A stuffed snowman still peeks out from underneath our flame-retardant Christmas tree. Epiphany passed yesterday and I am behind on January's sweep up of December's indulgences, but I feel no blast of shame. The melted LP candy dish overflows with chocolates (please come over and have one!). On the piano two silver reindeer stand in a frozen prance next to a pipe cleaner candy cane house my daughter made in the 4th grade.

It's not laziness that keeps the wreath on the door, it's activity. I have an older friend who once said, "We never wanted to be home too much. Home was home base to our kids, a safe place to return to after being out exploring the world of their interests." I think I paraphrased there, but the spirit of his comment is true. I liked his idea about home a lot. Austere, cold, overly-tidy homes have never appealed to me, and neither have ones that are heaped with dirty dishes and magazines. There's a level of comfort you get from, well, not getting too crazy about where the toaster is placed.
The toaster will be fine on the counter for the afternoon while you go out to explore. It performed its duties for you this morning, and you were grateful for the mechanical kindness. Now you are nourished, it said. Go make something worthwhile out of the day.

Wednesday, January 06, 2010


I have writing to do, which means I have less social media in my future.
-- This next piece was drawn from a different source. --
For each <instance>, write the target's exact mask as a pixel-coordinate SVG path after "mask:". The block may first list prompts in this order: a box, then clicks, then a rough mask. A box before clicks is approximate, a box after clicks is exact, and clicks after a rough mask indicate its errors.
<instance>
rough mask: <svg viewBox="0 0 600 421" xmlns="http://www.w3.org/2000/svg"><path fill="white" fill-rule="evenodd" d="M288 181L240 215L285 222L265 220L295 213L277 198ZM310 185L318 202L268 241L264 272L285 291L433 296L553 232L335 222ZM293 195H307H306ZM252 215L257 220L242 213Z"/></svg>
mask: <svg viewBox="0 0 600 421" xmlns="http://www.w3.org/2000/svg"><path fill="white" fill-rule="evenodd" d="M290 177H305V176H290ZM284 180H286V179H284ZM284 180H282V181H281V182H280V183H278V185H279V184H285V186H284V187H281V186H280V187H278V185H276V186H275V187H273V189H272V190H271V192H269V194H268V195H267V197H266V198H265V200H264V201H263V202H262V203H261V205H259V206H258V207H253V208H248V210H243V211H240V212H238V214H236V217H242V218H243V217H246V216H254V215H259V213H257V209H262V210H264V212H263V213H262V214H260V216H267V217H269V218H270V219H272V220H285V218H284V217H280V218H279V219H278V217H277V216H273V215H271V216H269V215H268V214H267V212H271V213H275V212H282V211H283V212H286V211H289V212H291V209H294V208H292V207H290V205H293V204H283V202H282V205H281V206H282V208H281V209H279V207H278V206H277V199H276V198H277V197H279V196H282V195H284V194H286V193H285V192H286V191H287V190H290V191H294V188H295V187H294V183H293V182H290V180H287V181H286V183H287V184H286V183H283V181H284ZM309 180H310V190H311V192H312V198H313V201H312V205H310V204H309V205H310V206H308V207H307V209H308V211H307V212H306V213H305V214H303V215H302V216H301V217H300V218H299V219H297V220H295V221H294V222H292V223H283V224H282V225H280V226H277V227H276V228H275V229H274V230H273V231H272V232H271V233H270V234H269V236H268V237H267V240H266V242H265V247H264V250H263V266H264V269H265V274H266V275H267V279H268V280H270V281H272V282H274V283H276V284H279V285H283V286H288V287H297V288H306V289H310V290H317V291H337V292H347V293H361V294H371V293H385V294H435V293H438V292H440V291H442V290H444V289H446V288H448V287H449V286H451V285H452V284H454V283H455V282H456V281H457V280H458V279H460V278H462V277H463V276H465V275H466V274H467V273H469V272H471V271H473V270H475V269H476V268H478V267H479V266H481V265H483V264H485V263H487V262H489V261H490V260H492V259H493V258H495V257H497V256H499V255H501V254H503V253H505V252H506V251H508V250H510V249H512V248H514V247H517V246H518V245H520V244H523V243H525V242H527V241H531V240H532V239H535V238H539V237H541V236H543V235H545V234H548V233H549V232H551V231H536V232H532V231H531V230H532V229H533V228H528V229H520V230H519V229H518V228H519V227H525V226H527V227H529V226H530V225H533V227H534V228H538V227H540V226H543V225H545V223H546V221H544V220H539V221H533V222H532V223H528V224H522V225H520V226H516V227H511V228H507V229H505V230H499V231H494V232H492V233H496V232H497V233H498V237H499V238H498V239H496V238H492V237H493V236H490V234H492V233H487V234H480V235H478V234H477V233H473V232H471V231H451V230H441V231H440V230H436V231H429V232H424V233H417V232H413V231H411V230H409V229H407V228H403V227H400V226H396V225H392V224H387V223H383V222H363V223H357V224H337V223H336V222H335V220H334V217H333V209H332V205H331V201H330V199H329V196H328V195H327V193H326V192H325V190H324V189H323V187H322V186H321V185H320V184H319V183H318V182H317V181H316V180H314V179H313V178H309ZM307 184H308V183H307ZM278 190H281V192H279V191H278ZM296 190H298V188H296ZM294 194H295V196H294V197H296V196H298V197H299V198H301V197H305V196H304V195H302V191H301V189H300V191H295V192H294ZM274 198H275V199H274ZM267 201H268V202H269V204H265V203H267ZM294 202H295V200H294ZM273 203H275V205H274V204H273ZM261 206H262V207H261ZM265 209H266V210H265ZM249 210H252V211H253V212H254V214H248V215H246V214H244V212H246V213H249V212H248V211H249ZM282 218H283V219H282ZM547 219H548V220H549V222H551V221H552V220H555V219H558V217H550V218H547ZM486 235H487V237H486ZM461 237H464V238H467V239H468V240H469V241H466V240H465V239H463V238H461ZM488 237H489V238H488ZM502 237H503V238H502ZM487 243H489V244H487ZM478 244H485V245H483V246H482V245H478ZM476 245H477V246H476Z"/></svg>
The amount of time spent checking updates, responding to messages, commenting, and posting photos of my cats has just gotten out of control. If you know me, you can come and visit and pet the cats, have a cup of coffee, talk to me face to face, and enjoy the cheer of our house. If you don't, maybe we will meet sometime at an event and become friends. Until then, I will be only checking into Facebook to update the Paper Kite Press Fan Page and to leave a the occasional comment.

You can find me here (I will be writing more blog posts), or through email, or a phone call. I'm not disappearing, just backing off from something that is way too distracting.

"Actually all our electronic communication devices—e-mail, Facebook feeds, texts, Twitter—are feeding the same drive as our searches. Since we're restless, easily bored creatures, our gadgets give us in abundance qualities the seeking/wanting system finds particularly exciting. Novelty is one. Panksepp says the dopamine system is activated by finding something unexpected or by the anticipation of something new. If the rewards come unpredictably—as e-mail, texts, updates do—we get even more carried away. No wonder we call it a CrackBerry."